Hemos ido recorriendo las grandes etapas de la vida del Señor con la liturgia. Hoy, en el día de Pentecostés, se cumple la promesa que Cristo hizo a los Apóstoles y así culmina el misterio pascual. En el cenáculo, el mismo lugar de la Última Cena, vino la fuerza del Espíritu sobre ellos en forma de lenguas de fuego. Dios les sopló su aliento. Nos cuesta entender a veces lo que es el Espíritu Santo, la Tercera Persona de la Santísima Trinidad. Pero no es más que la comunicación de la vida interior de Cristo a través de ese soplo. Cuando Jesús se entrega y se sacrifica se expande esa fuerza interior que en Él estaba contenida, como se difunde el olor de un frasco de perfume que estalla contra el suelo.
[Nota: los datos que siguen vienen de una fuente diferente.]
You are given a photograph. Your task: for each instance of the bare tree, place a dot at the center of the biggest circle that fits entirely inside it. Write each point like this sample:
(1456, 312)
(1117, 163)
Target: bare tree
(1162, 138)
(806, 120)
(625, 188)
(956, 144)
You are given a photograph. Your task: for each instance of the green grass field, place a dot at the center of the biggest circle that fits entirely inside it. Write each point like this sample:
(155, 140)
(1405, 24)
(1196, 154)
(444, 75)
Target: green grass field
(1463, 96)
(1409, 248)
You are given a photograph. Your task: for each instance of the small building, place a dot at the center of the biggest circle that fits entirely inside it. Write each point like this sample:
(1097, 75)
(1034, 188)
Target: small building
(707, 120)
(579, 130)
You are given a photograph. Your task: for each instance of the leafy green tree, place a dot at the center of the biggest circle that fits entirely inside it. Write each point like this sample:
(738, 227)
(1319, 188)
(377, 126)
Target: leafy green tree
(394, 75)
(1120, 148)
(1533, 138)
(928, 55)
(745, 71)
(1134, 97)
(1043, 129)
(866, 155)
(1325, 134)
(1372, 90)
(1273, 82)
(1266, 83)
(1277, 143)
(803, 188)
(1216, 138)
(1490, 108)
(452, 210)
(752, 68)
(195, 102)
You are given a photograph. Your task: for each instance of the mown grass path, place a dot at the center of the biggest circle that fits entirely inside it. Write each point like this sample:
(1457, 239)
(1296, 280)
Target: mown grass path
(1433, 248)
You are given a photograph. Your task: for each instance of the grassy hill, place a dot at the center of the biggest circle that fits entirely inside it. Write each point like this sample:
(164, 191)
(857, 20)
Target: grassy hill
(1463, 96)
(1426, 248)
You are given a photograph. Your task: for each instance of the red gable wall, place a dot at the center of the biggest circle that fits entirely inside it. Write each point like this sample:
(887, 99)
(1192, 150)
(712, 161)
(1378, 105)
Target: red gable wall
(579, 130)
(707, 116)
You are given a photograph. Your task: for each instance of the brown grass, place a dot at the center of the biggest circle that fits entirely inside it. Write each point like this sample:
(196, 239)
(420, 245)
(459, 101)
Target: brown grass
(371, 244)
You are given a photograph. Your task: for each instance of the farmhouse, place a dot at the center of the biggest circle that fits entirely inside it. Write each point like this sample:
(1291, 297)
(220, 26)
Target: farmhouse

Dios nos ha dado la vida humana, es un don. Pero no somos meramente moléculas, también tenemos un alma espiritual unida a la materia. Esa alma con la que Dios nos creó había sido herida. El Espíritu santo es el alma de nuestras almas, es nuestro santificador. Es el que posibilita la vivencia de la espiritualidad. Es el que nos permite florecer donde Dios nos ha plantado, hacer que nuestro obrar sea humilde y fecundo. La paz consiste en recibir el Espíritu Santo, y no en solucionar nuestros problemas externos como Dios no liberó de persecuciones a los Apóstoles. Como dice el Papa Francisco, el Espíritu Santo es esa paz que no libera de los problemas sino en los problemas. Él es el garante de la verdadera paz.
Abramos, en esta celebración de Pentecostés, las puestas de nuestro corazón de par en par a Cristo para que nos transforme y nos conceda la libertad interior.